Sealand Flight and its new plane will be part of trial for electric passenger aircraft

Campbell River may be the point of take-off for the future of commercial electric aircraft in Canada.

Sealand Flight, a flight school based in Campbell River, took possession of an all-electric Velis Electro from Slovenian-Italian manufacturer, Pipistel, on the weekend of Feb. 20. The Velis Electro will be used as part of a pilot program called the Electric Airplane Trial Program created by Transport Canada in 2022. That year, proposals were sent to flight schools interested in adopting electric aircraft and evaluating their capabilities and limitations. Sealand Flight answered the call and was approved in 2023.

“They’re interested in learning how these aircraft are going to be implemented into commercial aviation,” says Mike Andrews, a professional pilot and spokesperson for Sealand Flight. “At the moment, there are electric aircraft that are flying in Canada but there aren’t any that are flying in any commercial capacity that they can charge passengers to fly on them.”
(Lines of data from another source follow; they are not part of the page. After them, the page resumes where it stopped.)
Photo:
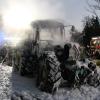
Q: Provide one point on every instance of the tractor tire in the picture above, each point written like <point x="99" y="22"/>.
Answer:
<point x="49" y="73"/>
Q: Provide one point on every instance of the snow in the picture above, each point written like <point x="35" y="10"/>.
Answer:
<point x="23" y="88"/>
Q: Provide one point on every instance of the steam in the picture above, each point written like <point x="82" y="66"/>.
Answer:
<point x="36" y="9"/>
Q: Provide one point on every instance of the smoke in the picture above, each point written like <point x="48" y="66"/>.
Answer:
<point x="18" y="14"/>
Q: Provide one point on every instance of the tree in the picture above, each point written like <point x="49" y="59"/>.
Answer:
<point x="91" y="29"/>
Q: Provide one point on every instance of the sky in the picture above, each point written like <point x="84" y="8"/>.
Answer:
<point x="18" y="14"/>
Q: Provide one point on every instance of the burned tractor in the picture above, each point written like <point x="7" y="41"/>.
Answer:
<point x="53" y="61"/>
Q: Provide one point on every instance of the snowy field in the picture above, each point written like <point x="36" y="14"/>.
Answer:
<point x="23" y="88"/>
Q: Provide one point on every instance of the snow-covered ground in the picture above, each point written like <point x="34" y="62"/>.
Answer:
<point x="23" y="88"/>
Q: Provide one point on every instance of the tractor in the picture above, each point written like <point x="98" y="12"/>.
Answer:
<point x="53" y="59"/>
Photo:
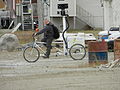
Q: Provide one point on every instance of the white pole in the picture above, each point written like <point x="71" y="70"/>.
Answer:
<point x="64" y="27"/>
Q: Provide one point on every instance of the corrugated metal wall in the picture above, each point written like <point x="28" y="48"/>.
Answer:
<point x="116" y="12"/>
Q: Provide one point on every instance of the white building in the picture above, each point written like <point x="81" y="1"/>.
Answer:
<point x="83" y="13"/>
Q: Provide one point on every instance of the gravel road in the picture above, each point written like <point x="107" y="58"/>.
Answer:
<point x="56" y="73"/>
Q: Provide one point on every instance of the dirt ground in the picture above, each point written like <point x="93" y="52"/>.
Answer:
<point x="56" y="73"/>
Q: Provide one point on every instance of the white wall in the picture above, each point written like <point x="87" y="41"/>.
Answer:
<point x="54" y="7"/>
<point x="116" y="12"/>
<point x="94" y="8"/>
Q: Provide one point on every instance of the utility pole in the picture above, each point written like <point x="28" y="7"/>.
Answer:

Harbour Air’s Electric Beaver is one of those, making its maiden (test) voyage in 2022 between Richmond and the Saanich Peninsula.

Sealand Flight is working on getting to this stage.

The Velis Electro, and most electric aircraft, have limited battery life. It has a 50-minute charge, with a 10-minute reserve. Andrews estimates it would be enough to take the aircraft to Qualicum Beach, where there will be a charging station. Charging stations will also be in Courtenay and Powell River.

“They aren’t going to be major cross-country machines,” says Andrews. “So we’re working on figuring out what’s possible with them and what’s not, and also what regulations need to change because right now there are regulations that exist on things like you need to have fuel gauges just like a car, or oil gauges … but that doesn’t obviously apply to an electric aircraft just like it doesn’t in an electric vehicle. So there are things that need to change in order to adopt these aircraft, especially in a commercial capacity.”

The flight school bought the airplane roughly three months ago and will be given authority to fly the plane with their pilots for testing. Afterwards, they will be given an exception to take students and paying customers to start doing training flights, with the plan on developing a full-fledged training program in the future.

Sealand plans to fly the aircraft for the first time sometime in March. The flight school is just waiting for a week-long maintenance training course (hosted at the school) through Pipistrel, which will be attended by other flight schools as well as Transport Canada. The school is also waiting for fully developed charging infrastructure to be installed in its hangar as well.

“We’re also hoping to inspire the airport management to create their own public charging infrastructure just like electric vehicle charging infrastructure. They’re all over the place now and it’s largely led by the provincial government too. They just mandated it to increase sustainable infrastructure in travel and that’s what we’re hoping to see with electric airplanes too.”